For several biomedical applications, chitin hydrogel is known to be a promising material. It is beneficial for tissue repair, artificial organs, and wound healing due to its biocompatibility and biodegradability. However, producing chitin hydrogel remains a difficult task for scientists. A group of researchers has created a scalable, eco-friendly, and effective method for making chitin hydrogels.
The team’s research offers a logical method for creating chitin hydrogels and paves the road for their practical use as an excellent biomedical material.
Their study was published on July 1st, 2023, in the journal Nano Research.
The exoskeletons of insects, prawns, and crabs contain chitin, the second most prevalent natural polymer. Chitin is inexpensive, biocompatible, renewable, and degradable. Due to these characteristics, it is a top choice for numerous biomedical applications.
Chitin hydrogel, which shares many similarities with extracellular matrix, is an ideal material for tissue engineering and regenerative medicine. However, it is a challenge to dissolve chitin in aqueous solutions to produce hydrogel materials. Therefore, it is of great significance to develop rational fabrication strategy.
Li-Bo Mao, Professor, University of Science and Technology
The chitin hydrogel must be biologically safe, have the required mechanical strength, and be chemically stable to be effective in biomedical applications. It must be able to fend off biofouling, which could trigger an immunological reaction or an inflammatory response in the human body. The chitin hydrogel must also be affordable and scalable for commercial use.

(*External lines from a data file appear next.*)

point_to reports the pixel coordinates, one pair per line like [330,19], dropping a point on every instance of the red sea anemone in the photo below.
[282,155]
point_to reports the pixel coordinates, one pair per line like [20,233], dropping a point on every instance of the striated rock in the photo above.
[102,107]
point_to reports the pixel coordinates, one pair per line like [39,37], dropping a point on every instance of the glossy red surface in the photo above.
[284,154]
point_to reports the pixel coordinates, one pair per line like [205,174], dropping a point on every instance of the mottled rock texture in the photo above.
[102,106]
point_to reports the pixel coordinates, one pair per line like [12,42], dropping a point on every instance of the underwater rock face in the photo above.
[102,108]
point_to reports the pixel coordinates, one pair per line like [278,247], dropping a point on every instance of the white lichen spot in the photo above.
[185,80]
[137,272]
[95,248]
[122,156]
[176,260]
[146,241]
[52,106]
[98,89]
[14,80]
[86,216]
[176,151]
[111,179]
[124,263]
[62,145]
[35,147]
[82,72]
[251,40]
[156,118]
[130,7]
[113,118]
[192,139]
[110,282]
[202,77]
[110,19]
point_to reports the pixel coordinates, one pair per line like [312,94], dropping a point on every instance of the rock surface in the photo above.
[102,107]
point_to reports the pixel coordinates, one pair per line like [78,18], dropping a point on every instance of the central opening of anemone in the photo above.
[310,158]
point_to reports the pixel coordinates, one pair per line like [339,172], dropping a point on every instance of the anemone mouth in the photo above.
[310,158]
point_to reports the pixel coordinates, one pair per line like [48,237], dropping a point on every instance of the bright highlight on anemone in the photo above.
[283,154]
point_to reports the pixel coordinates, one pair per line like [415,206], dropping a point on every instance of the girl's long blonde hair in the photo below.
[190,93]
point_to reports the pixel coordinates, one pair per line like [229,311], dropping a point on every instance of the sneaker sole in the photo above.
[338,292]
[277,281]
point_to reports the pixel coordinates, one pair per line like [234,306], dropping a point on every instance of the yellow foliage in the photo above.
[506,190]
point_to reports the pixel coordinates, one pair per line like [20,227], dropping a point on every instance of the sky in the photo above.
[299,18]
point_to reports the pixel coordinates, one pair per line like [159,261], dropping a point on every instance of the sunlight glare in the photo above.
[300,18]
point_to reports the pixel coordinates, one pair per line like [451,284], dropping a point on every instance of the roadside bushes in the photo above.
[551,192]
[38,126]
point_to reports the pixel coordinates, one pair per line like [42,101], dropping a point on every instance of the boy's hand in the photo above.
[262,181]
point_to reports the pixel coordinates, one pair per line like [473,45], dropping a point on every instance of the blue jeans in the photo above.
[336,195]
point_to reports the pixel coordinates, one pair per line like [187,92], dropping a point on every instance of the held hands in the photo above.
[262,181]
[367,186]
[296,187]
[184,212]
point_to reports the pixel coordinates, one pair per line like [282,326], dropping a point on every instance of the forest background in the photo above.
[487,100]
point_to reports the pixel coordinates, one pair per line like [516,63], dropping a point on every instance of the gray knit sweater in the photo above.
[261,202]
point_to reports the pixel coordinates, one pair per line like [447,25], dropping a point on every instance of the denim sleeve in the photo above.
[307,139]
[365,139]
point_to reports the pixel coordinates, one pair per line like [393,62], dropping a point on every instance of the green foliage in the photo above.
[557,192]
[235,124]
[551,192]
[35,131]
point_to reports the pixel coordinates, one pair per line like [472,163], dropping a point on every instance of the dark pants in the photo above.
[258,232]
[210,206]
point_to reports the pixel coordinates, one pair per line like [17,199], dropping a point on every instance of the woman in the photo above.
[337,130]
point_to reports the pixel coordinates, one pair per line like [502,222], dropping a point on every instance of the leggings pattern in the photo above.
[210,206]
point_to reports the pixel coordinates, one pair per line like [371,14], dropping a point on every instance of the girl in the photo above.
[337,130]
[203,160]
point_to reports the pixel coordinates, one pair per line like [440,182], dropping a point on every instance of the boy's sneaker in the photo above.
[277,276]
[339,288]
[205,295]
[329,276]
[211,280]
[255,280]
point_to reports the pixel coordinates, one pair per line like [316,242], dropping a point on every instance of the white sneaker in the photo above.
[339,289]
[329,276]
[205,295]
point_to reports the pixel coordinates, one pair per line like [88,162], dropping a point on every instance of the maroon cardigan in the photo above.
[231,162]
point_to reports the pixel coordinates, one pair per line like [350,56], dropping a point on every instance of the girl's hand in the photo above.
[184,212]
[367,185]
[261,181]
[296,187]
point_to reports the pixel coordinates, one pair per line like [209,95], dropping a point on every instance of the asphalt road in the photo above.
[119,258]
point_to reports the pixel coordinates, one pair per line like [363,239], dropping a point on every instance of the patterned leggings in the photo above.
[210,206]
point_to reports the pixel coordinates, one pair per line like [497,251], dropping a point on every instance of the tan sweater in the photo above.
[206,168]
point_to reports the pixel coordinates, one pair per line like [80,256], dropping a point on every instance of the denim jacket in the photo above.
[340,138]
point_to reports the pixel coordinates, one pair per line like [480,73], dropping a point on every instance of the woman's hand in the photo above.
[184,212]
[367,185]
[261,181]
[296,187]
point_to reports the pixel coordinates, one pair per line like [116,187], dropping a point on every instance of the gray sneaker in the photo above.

Since chitin is insoluble in many solvents and has a shorter chain length when formed from solutions, it presents difficulties in fabricating robust chitin hydrogel. The dissolution of the biopolymer and subsequent gelation are the two steps that are generally used to create biopolymer hydrogels.
However, due to the strong intra- and intermolecular hydrogen bonds that exist between the polymer chains, chitin is not soluble in water or other common solvents. The group met this problem by chemically converting chitosan, a water-soluble deacetylated derivative of chitin, into chitin hydrogel with a biomimetic structure.
Chitosan dissolves readily in water when acids are present. Different microstructures can be added to these chitosan hydrogels. They are not, however, chemically or mechanically stable. Concerns about biosafety have been highlighted in attempts to use crosslinking agents to improve them.
The team was successful in creating an acetylation-based chitin hydrogel that is chemically stable and antifouling. The chitin hydrogel that the researchers created through the acetylation procedure exhibits exceptional resilience to swelling, degradation, high temperature and pH conditions, and organic solvents.
The researchers also discovered that by templating the chitosan precursor with ice crystals, they were able to create chitin hydrogels with various biomimetic shapes. Depending on the freezing process utilized with the chitosan precursor, these structures can be nacre-like or wood-like.
The team’s chitin hydrogel exhibits superior mechanical characteristics while retaining a high water content. Additionally, it exhibits outstanding antifouling performance by thwarting the adherence of blood, cells, proteins, and bacteria.
Mao added, “Besides the many advantages that are characteristic to chitin, the hydrogel materials we obtained are mechanically strong and robust. In addition, the hydrogels can be feasibly processed into different shapes and structures. These ensure the practical applications of the chitin hydrogels.”
The team’s next task will be to enhance the chitin hydrogels’ mechanical properties and investigate their potential uses in biomedicine using in vivo tests.
Mao further stated, “We anticipate various chitin-based hydrogel materials can be fabricated through this strategy and used for different clinical applications, such as cartilage replacement, bone replacement, wound dressing, and even artificial organs.”
The research team consists of Rui-Rui Liu, Yu-Feng Meng, Li-Bo Mao, and Shu-Hong Yu from the University of Science and Technology of China; and Qian-Qian Shi and Yong Zhou from the Anhui Province Medical University.
The National Natural Science Foundation of China, the Key Scientific Research Foundation of the Education Department of Anhui Province, and the National Key Research and Development Program of China provided funding for the study.
Journal Reference
Liu, R.-R., et al. (2023) Biomimetic chitin hydrogel via chemical transformation. Nano Research. doi:10.1007/s12274-023-5886-5.